Which exchange-style governance functions ATSs generally cannot perform and why those limits matter to marketplace classification.
Activities generally prohibited for ATS appears in the official CIRO Trader Exam syllabus as part of Marketplaces. Questions in this area usually test whether you can identify the controlling rule, role, or workflow consequence in a trading scenario rather than simply restate a definition.
The prohibited-activities topic matters because it draws the line between a marketplace that operates as an ATS and one that is taking on exchange-style functions. The Trader exam usually rewards the answer that recognizes a classification problem rather than memorizing a list of forbidden actions with no context.
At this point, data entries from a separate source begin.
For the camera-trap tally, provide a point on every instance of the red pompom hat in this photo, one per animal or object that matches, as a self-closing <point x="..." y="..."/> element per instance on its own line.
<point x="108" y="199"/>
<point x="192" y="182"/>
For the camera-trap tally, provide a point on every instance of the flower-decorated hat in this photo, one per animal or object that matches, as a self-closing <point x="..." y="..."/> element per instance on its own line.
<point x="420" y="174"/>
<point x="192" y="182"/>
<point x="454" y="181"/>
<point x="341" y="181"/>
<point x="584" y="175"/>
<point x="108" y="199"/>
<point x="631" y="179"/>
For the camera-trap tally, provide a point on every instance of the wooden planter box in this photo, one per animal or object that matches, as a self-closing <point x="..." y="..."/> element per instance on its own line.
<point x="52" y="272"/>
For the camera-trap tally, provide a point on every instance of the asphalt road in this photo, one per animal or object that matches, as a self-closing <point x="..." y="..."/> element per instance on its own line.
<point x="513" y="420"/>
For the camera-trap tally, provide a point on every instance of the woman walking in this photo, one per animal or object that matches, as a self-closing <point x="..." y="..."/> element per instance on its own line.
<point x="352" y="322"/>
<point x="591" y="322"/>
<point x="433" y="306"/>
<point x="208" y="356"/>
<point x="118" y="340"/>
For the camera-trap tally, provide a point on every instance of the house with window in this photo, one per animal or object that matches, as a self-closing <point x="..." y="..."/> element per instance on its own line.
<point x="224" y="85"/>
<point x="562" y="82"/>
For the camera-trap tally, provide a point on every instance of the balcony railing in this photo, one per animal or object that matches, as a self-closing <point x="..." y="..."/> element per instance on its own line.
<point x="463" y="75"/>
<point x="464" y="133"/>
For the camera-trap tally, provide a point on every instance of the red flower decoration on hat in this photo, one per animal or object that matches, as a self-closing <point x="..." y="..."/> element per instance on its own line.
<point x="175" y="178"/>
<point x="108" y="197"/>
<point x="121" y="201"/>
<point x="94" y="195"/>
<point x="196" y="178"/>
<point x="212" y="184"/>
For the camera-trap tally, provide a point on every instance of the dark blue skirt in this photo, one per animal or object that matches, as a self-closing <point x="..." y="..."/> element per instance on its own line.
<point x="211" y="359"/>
The stronger response therefore asks whether the ATS is trying to do something that belongs to an exchange or other recognized market function. If the venue is moving beyond operating a trading system into broader governance, listing, or disciplinary authority, the core issue is that it may no longer fit the ATS model.
Another recurring trap is to look for a keyword and stop there. In practice, the better answer identifies why the activity is incompatible with ATS status. The concern is not just that a rule says “do not do X”; it is that the activity would change the nature of the marketplace and its regulatory role.
The best answer therefore focuses on function. If the proposed conduct makes the ATS look more like a venue with exchange-style powers, that is the structural problem the question is trying to expose.
The stronger answer usually classifies the participant, marketplace, product, or control issue first, then applies the rule to the exact trading context. Watch for fact patterns that blur client service, market structure, supervision, and escalation, because those are the scenarios where this syllabus language becomes exam-relevant.